Announcing the Farmland Index findings, Andrew Shirley, head of rural research at Knight Frank, explained that a lack of supply and strong demand from a wide range of purchasers, particular­ly rollover and conservati­on-motivated buyers, continue to support prices.

The volume of publicly advertised land for sale so far this year is about 50% below the levels seen in 2021, he added. itself an “historical­ly sparse” year.

“Several additional dynamics that could lend momentum to the market have also emerged,” Mr Shirley said. “Following the surge in commodity and energy prices created by the war in Ukraine – around a third of the world’s grain exports are shipped from Black Sea ports – inflation is spiralling and food security has risen to the top of the political agenda.”

He goes on to explain that as many “economic commentato­rs” point out, we are now in a situation some claim is “reminiscen­t of the 1970s”, when inflation also soared.

“During such periods, investors often seek out assets classes that act as inflationa­ry hedges.
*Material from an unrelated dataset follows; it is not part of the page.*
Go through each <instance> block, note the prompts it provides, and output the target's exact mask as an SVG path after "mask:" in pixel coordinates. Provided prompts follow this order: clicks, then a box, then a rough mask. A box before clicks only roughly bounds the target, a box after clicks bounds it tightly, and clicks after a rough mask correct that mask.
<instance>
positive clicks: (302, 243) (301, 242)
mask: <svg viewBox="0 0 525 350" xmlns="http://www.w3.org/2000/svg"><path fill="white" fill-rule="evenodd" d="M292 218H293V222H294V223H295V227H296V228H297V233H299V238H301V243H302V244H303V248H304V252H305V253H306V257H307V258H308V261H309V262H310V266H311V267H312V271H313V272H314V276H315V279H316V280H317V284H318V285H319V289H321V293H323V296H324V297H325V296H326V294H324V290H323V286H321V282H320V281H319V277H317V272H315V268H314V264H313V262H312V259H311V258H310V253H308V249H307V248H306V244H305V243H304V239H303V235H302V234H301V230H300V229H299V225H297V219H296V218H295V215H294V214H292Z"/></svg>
Gold is one, but farmland, which generates a steady income stream and is subject to less price volatility, is arguably a better option,” Mr Shirley said.

The Knight Frank Farmland Index tracks the average price of bare (no residentia­l property or buildings) commercial (productive arable and pasture) agricultur­al land across England.

The quarterly index is based on the opinions of Knight Frank’s expert valuers and negotiator­s across the country, which take into account the results of actual sales conducted by both the firm and its competitor­s, local market knowledge and client and industry sentiment.

When combined with statistics from UK Government, the index shows the performanc­e of farmland since 1944.

Mr Shirley concluded: “Values spiked by almost 500% during the ‘70s, so could we see something similar happen now? Probably not to that extent as farmland prices already carry a substantia­l premium above their productive capacity. However, there is certainly the potential for investors to start looking at agricultur­al land in a new light as both an insurance against inflation and as a source of environmen­tal and carbon credits.”